How the Major Indexes Finished
By 12:20 p.m. ET, the carnage was spread across all major indexes. The Dow Jones fell 0.5% to 45,907.21, while the Russell 2000 dropped 0.5% to 2,335.04. The S&P 500 declined 0.7% to 6,596.19, and the Nasdaq 100 led losses with a 1.2% slide to 24,353.71. Tech weakness was the common thread pulling everything lower.
Looking at the ETF landscape painted a similar picture. The Vanguard S&P 500 ETF fell 0.6% to $605.08, while the SPDR Dow Jones Industrial Average inched 0.3% lower to $459.90. The tech-heavy Invesco QQQ Trust Series dropped 1.1% to $593.20, and the iShares Russell 2000 ETF fell 0.4% to $232.38.
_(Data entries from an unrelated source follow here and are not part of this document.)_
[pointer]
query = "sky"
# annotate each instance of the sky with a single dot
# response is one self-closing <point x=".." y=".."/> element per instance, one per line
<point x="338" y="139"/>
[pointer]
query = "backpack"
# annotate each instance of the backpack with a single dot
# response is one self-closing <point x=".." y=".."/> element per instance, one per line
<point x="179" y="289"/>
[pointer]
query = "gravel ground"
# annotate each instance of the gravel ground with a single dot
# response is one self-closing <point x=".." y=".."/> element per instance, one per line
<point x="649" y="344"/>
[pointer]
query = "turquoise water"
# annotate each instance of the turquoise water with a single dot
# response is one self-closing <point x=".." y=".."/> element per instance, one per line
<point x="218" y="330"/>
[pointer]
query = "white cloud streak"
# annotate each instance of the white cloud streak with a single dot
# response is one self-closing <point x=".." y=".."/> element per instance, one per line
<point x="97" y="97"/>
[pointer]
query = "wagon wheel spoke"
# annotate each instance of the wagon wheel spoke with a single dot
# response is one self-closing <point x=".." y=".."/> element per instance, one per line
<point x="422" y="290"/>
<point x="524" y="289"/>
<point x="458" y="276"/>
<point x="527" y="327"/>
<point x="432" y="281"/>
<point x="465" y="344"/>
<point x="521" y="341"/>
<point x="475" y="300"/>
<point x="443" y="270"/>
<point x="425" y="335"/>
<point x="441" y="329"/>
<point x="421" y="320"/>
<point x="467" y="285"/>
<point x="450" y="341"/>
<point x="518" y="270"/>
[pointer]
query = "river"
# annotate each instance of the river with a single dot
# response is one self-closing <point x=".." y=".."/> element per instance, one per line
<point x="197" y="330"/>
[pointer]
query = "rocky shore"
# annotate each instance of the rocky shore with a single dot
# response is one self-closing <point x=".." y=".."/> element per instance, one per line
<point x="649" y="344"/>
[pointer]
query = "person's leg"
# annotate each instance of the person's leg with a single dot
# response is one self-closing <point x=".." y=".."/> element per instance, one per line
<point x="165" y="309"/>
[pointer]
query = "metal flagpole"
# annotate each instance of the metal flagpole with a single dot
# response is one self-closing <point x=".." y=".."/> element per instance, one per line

The sector performance told the full story: The Consumer Staples Select Sector SPDR Fund outperformed with a 0.6% gain, while the Technology Select Sector SPDR Fund lagged badly with a 1.4% loss. On days like Thursday, investors want boring and defensive, not exciting and growth-oriented.
Winners and Losers
Among Russell 1000 components, the gainers list was topped by healthcare and consumer names. Exact Sciences Corp. exploded 17.34% higher to lead all stocks. Walmart followed with its 5.69% gain, while Regeneron Pharmaceuticals Inc. added 5.43%. Solventum Corp. rose 4.65%, and Axalta Coating Systems Ltd. climbed 4.05%.
The losers list read like a rogues' gallery of disappointed traders. Bath & Body Works Inc. collapsed 25.12% after apparently missing the mark with investors. SanDisk Corp. plummeted 14.93%, while Jacobs Solutions fell 8.93%. Micron Technology Inc. (MU) dropped 8.37%, and Robinhood Markets Inc. (HOOD) declined 7.89%.
The contrast between the winners and losers is instructive. The gainers were mostly defensive healthcare plays and established retailers. The losers were concentrated in tech, consumer discretionary, and anything remotely connected to crypto. When the market gets nervous, it doesn't matter how good your earnings are—if you're in the wrong sector, you're going down.
Thursday proved once again that sometimes the macro narrative overwhelms even the best micro stories. Nvidia delivered exactly what investors wanted to see, but in a market worried about rates and risk, even perfection wasn't enough to change the mood.